For First E&P, a total of $72.1 million for 650,058 barrels of crude oil would come from the oil firm this July for products sold in April 2022.
In its remarks on the expected payments, the national oil firm explained that the funds were for “April 2022 domestic crude oil payable in July 2022 by NNPC in line with the 90 days payment terms.”
NNPC described the five companies as its joint venture partners.

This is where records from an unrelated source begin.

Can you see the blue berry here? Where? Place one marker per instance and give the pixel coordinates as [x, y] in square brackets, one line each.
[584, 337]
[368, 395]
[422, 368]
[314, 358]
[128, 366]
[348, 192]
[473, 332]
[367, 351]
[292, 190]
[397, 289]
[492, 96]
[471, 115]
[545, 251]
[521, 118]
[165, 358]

The IOCs had repeatedly complained of their inability to produce more crude oil for export due to the massive theft of the product by criminals.
In its outlook for Nigeria’s energy sector, CardinalStone Partners Limited, an investment banking group has predicted Nigeria’s oil sector will remain in trenches in the second half of 2022.
The analysts in their 2022 Mid-Year Outlook themed: ‘Same Challenges, New Shocks’ also noted that pre-election year concerns and fears of negative pass-through to inflation will likely limit the magnitude of currency adjustment made at the official market in the current year.
“In our last communique, we projected a N10.7 trillion fiscal deficit (5.3% of the GDP) for 2022. Our prognosis remains unchanged as elevated subsidy payment continues to erode fiscal space,” CardinalStone said in its report.
Analysts at CardinalStone noted that there was no transfer in Nigeria’s Federation Account between January and May 2022 compared to an average of N45.2 billion in 2021), despite a price-driven 32.7 percent accretion in monthly gross oil revenue.
“The lack of transfers reflected sustained increases in subsidy payments, which totalled N1.3 trillion (67.2% of gross oil revenue) in the review period and suggested an annual subsidy burden of N3.1 trillion,” CardinalStone said.
It added, “this may have influenced the government’s decision to float a supplementary budget of N2.6 trillion, given the apparent inadequacy of its prior provision of N450.0 billion”.
“By our assessment, assuming a $10 increase in oil prices, a 100,000 bbl/d decline in oil production is likely to cap the associated increase in net revenue to the Federal Government to only 3.1% (vs 10.0% if oil production was constant),” CardinalStone concluded.